Again, though, more “energy” and attention naturally mean more publicity for sponsors. Institutions need financial support—they’re in competition with one another, attention-getting projects are commensurately expensive, and appeals for public funds are contingent, as we’ve seen, on the other moneys the institutions can raise—to the extent that, in order to get it, they increasingly hire substantial fund-raising departments (whose cost, of course, has to be factored in: Lomax describes this as “fund-raising to support fund-raising”). Then, of course, there is the question of quid pro quo. Asked what motivates private paymasters and what they expect in return, Beard enumerates—alongside genuinely philanthropic motives, and thank goodness for those—“enhanced brand perception through association, and extended reach through exposure to a large audience.” In this sense, allying oneself with art may be enough—especially given the possibility that the institution is, consciously or unconsciously and for a flush of reasons, adapting its public face to harmonize with yours. Lately, certain corporate sponsors have begun to recognize the value of a softly-softly approach. According to Lomax, “As time has gone on, a lot of the people who did want a big fanfare are becoming aware that it’s a bit more cool not to.” And some corporate donors have discovered that, over time, making a public splash often generates diminishing returns: In February 2007, the German brewery Beck’s canceled its sponsorship of the Institute for Contemporary Art’s Beck’s Futures award because, according to an insider quoted in the Evening Standard, “the prize wasn’t very cool anymore.” (Still, one hears other stories: Klassnik, for instance, mentions an increasingly familiar murmured narrative regarding “a company that hadn’t done art sponsorship before, wanting to have a little say about what the [exhibition] program might be. . . . It’s something in the air at the moment.”)

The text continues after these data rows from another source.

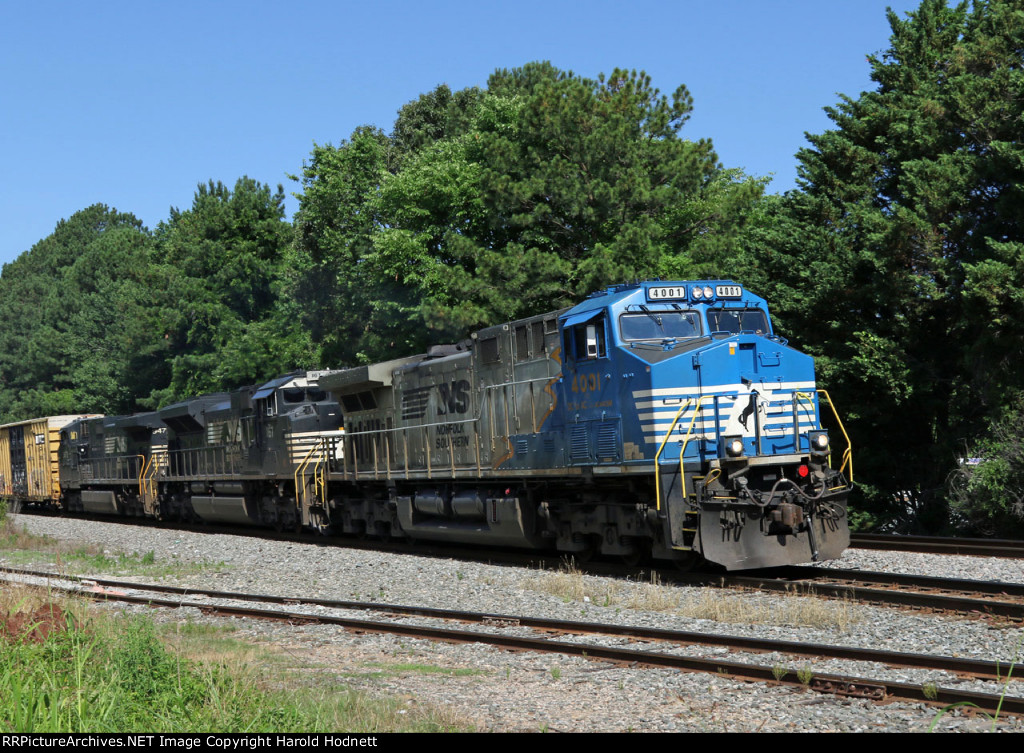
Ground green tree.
[296,64,763,363]
[150,177,314,407]
[0,204,156,420]
[768,0,1024,526]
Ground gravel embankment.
[0,515,1024,731]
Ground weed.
[0,589,470,733]
[922,635,1024,731]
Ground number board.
[647,285,686,300]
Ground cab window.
[570,317,608,361]
[618,311,701,342]
[708,308,768,335]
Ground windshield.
[618,311,700,341]
[708,308,768,335]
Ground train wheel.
[620,542,650,568]
[672,551,705,573]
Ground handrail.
[816,389,853,484]
[654,398,692,511]
[293,437,322,513]
[135,454,150,500]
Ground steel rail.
[16,591,1024,715]
[677,569,1024,622]
[850,534,1024,558]
[0,568,1024,681]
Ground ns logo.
[437,379,469,416]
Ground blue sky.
[0,0,919,263]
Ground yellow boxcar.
[0,416,100,502]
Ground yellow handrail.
[794,389,853,484]
[654,399,691,510]
[679,394,718,471]
[294,437,327,511]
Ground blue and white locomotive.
[321,280,851,570]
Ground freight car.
[0,280,852,570]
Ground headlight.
[722,436,743,458]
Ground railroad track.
[0,568,1024,715]
[673,567,1024,622]
[850,534,1024,559]
[8,516,1024,622]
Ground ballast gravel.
[0,515,1024,733]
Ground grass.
[0,516,227,578]
[0,510,474,734]
[0,588,471,734]
[522,560,862,632]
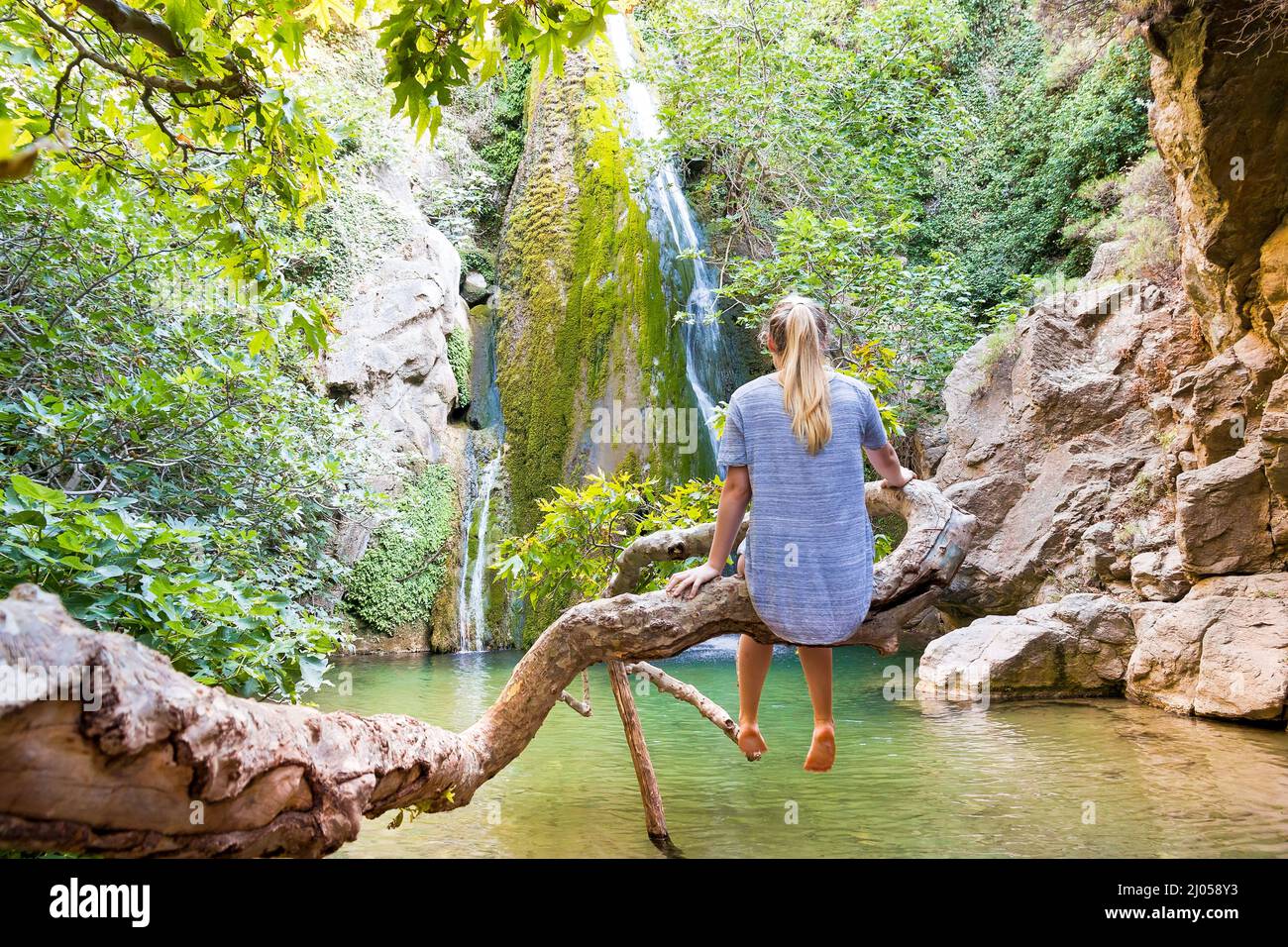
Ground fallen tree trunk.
[0,481,974,857]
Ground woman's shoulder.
[729,374,778,407]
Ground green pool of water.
[309,638,1288,858]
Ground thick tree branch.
[0,483,974,857]
[80,0,187,58]
[29,3,258,98]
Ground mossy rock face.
[497,42,699,530]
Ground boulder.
[1127,573,1288,724]
[1185,333,1283,467]
[1261,374,1288,500]
[917,594,1134,699]
[461,271,489,305]
[1176,445,1274,575]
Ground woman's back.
[718,372,886,644]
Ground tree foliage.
[0,0,605,697]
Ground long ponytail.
[767,296,832,454]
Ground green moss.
[447,327,474,407]
[344,464,459,631]
[499,48,698,531]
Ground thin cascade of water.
[456,311,505,651]
[608,14,737,456]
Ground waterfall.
[608,14,741,460]
[456,311,505,651]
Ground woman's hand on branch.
[666,562,720,598]
[881,467,917,489]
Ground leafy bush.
[494,471,720,631]
[722,207,978,425]
[447,327,474,408]
[0,474,343,697]
[0,164,364,697]
[344,464,460,631]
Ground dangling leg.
[796,648,836,773]
[738,635,774,760]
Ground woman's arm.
[666,467,751,598]
[864,442,917,489]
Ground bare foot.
[805,723,836,773]
[738,723,769,760]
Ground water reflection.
[319,638,1288,857]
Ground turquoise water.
[318,638,1288,858]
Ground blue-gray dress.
[718,373,886,644]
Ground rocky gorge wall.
[918,3,1288,727]
[319,156,482,651]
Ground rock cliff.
[919,3,1288,727]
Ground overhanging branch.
[0,483,974,857]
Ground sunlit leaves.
[496,473,720,604]
[0,475,339,697]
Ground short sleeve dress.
[717,372,886,644]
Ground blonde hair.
[764,296,832,454]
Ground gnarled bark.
[0,483,974,856]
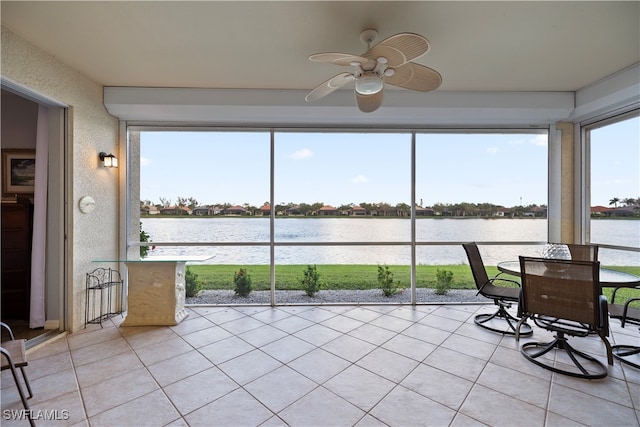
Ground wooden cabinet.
[1,202,33,320]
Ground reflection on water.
[142,218,640,266]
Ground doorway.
[0,87,67,346]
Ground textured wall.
[1,27,124,331]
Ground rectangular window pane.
[275,132,411,242]
[140,131,270,251]
[588,116,640,266]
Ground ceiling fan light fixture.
[356,74,384,95]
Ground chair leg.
[473,303,533,336]
[612,345,640,369]
[520,332,608,379]
[20,366,33,399]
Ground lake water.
[141,217,640,266]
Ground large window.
[131,129,547,303]
[586,112,640,266]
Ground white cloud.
[530,134,547,147]
[289,148,313,160]
[351,175,369,184]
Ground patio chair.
[0,322,35,426]
[609,287,640,369]
[609,286,640,328]
[462,242,533,336]
[516,256,613,379]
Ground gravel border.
[185,288,489,305]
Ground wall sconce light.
[98,151,118,168]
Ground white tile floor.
[1,305,640,427]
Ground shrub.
[233,268,253,297]
[434,269,453,295]
[300,265,321,297]
[140,223,151,258]
[184,266,203,297]
[378,265,398,297]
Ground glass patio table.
[496,261,640,288]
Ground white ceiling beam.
[104,87,574,128]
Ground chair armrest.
[598,295,609,337]
[0,322,16,340]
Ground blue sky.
[140,119,640,207]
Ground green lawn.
[189,264,640,308]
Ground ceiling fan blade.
[368,33,429,67]
[309,52,368,66]
[304,73,354,102]
[354,90,384,113]
[384,62,442,92]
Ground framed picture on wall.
[2,149,36,195]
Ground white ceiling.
[1,0,640,96]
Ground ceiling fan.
[305,29,442,113]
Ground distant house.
[349,206,367,216]
[224,205,247,215]
[493,207,511,218]
[287,205,303,216]
[140,205,160,215]
[611,206,639,216]
[191,206,215,216]
[591,206,613,216]
[416,206,436,216]
[529,206,547,218]
[318,205,338,216]
[258,203,271,216]
[160,206,191,215]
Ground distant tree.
[378,202,393,216]
[187,197,198,209]
[298,203,313,216]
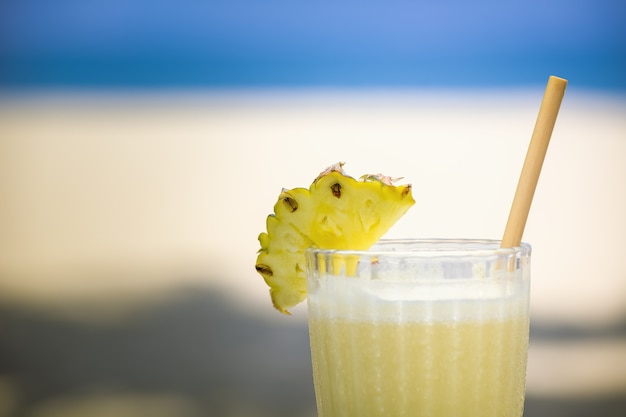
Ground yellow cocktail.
[307,240,530,417]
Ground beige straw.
[501,75,567,248]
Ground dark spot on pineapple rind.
[283,197,298,213]
[254,264,274,277]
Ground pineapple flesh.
[256,163,415,314]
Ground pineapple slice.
[256,163,415,314]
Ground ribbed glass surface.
[307,241,530,417]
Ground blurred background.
[0,0,626,417]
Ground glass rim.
[306,238,532,258]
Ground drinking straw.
[500,75,567,248]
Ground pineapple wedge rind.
[256,163,415,314]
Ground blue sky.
[0,0,626,91]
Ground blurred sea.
[0,86,626,417]
[0,0,626,417]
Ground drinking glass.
[307,239,531,417]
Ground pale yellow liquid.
[309,314,528,417]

In a sense, however, it matters comparatively little whether it is the institution’s integral attractiveness that draws private interest or whether there has been adaptation to fit. What is of concern is that the public and the private spheres have become entangled to an unprecedented degree in the UK today—indeed, the very sense of a boundary between public and private has been breached—and that, as a consequence, the British art world would be extraordinarily vulnerable in the event of a real economic downturn. Under current financial conditions, one can have slightly mixed feelings about the apparent policy shift, active or passive, toward a privatized art world in the UK. The influx of private funding has underwritten some important and otherwise unrealizable shows, though whither the British art of that future if the state isn’t prepared to support nonprofits like Matt’s Gallery? Moreover, imagining that private money will always be there is, to use Gordon Brown’s least favorite adjective, imprudent, particularly given various ominous shots across the bow of the global economy in recent months—for an onlooker might assume that, to a corporation or private investor looking to save money in a recession, polishing one’s image by appearing to support the arts would be of declining concern. But no doubt when that day comes, and art institutions across the UK are forced to slash their budgets to make up for shortfalls in the private capital they’ve become addicted to, we’ll look back wistfully and say it was quite a ride while it lasted. More significantly, perhaps—whether the economy collapses or not—one can only wonder whether the British notion of the public institution and of public space hasn’t already been irreversibly damaged.

Martin Herbert is a writer based in Tunbridge Wells, Kent, UK.